Part 1
“In a context where many transgender kids pass through queer youth groups, queer and trans adults can sometimes be cast as the enemy.” The most exciting aspect of this quote comes from the understanding that society’s significant discrimination and stigma make it challenging or impossible for transgender people and queer to be accepted. Therefore, it becomes easy to cast away queer and trans adults as enemies since society holds a complicated notion of intergenerational relations and the family subculture related to such individuals. People have always been afraid to deal with the unknown. Queer and transgender issues challenge the existing networks of family and relationships. Due to the fear, the most straightforward approach to take when addressing such is to sideline it and point fingers.
Part 2
What remains unclear from the reading is the notion that before the 1990s, people from the middle class expressed abiding and strong desires to be acknowledged as “the other sex.” How society treats individuals belonging to the LGBTQ community raises a lot of questions about accepting such differences. The confusion level, and the consternation of parents of children that stood out as LGBTQ members, resulted in psychological disturbances.
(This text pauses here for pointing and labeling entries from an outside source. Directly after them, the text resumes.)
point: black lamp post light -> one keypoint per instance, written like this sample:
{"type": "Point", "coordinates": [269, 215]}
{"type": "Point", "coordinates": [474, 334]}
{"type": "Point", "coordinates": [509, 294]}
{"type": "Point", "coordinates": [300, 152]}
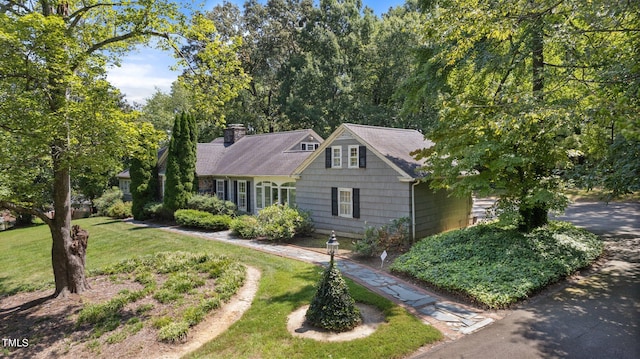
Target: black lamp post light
{"type": "Point", "coordinates": [333, 308]}
{"type": "Point", "coordinates": [332, 245]}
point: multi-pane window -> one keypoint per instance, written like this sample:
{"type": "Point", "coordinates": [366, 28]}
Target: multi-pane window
{"type": "Point", "coordinates": [125, 186]}
{"type": "Point", "coordinates": [242, 195]}
{"type": "Point", "coordinates": [309, 146]}
{"type": "Point", "coordinates": [288, 193]}
{"type": "Point", "coordinates": [336, 156]}
{"type": "Point", "coordinates": [345, 202]}
{"type": "Point", "coordinates": [266, 194]}
{"type": "Point", "coordinates": [220, 189]}
{"type": "Point", "coordinates": [354, 155]}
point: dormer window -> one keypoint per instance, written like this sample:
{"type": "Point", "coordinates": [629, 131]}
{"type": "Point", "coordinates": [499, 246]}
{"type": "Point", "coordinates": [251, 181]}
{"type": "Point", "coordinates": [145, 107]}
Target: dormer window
{"type": "Point", "coordinates": [309, 146]}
So, it remains unclear why people, especially parents, desire to be linked to such confusion while raising their children. The misconception about LGBTQ members in that era might have been why no one, regardless of social class, would want to conform to gender identities that were at odds with society. The trajectories that individuals from the LGBTQ community experience profoundly differ from life chances that society has accepted and embraced throughout humanity. However, it remains unclear why crossing paths with gender-nonconforming identities made middle-class individuals have that desire to be connected with such, knowing they would be cast out as the enemy.